3) It shows all non-linear distortions with actual recorded source, one of which is FR non-linearity. This is a subject I took heat over long ago, when, for example, I referred to a house curve as distortion.
4) Most importantly, IMO, it puts a picture to subjective preference adjectives. Weight, slam, tight, phat, etc., can now be much more easily understood by the reader when the mic'd sound is pictured next to the digital feed picture.
Here are a few fun things derived from your posts:
The 1st thing I did was to guess at your FR simply by comparing the digital feed of the Plane Crash scene I have in my files to your mic'd versions, a) with no Bassis, and b) with Bassis, +10dB Boost, .7 Qs.

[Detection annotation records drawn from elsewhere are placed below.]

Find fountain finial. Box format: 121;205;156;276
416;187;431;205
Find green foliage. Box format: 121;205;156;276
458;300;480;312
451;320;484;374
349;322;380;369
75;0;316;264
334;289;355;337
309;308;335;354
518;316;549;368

Although I used 1-decade smoothing to transfer your linear scale SL caps to a REW log scale graph, and did it rather quickly, it shows that you're running your subs +10dB hot to begin with. I'd like to see the FR used when the caps were made to verify, but like I said earlier, SL shows what's being fed into it. I just wonder how close my guess is to the actual FR because I never have tried to derive FR from a mic'd SL cap before. I never had to guess because I always run the FR before I do the digital-mic comparos.
Here is one of my favorites because years ago I started a thread when I discovered that every transient in nature has content to DC. That's pretty exciting info, IMO, and, in my case, I never knew that before. That was before I had SL, so again, I took a bit of ribbing in that thread. It's awesome that you remembered to mic your door slam to show the simple bottom line truth of the matter. Here's my own mic'd door slam from 4 years ago, laid on yours. Pretty cool stuff. Looks like the entire signature is pretty close and, if we had flat-to-1 Hz hardware, then the results would extend even deeper than our mic'd results show.
The bottom line here is that, if a sound designer actually mics a door slam and it ends up on the finished soundtrack without ULF content... it was filtered somewhere in the process. No question about it. In MOS, there is a vid of the sound design team dropping 20 ton slabs of concrete from a crane and mic'ing it. They also walked along with mics while they dragged the concrete slabs through concrete and stone rubble for when the Supermen/women were fighting and sliding through the streets, tearing up the streets. In the finished soundtrack there is no content below 20 Hz, so the recorded actual events were either filtered or recorded using rolled off hardware.
Here's your latest mic'd version of the Plane Crash scene showing the sub is bumped (above 60 Hz is reduced and some of below 60 Hz is hot).
When I did my own comparo, you can see that: I'm running the subs a bit cold but there's a bump around 20 Hz and a dip from 60-70 Hz in FR where I placed the mic to record it:
Anyway, great stuff! Anyone else with a mic and SL please join in. Pick any of the scenes you personally use for demo, do a REW FR from the LP, a digital-feed SL cap of the scene and then a mic'd-at-the-LP cap and we'll instantly see why you prefer that particular scene.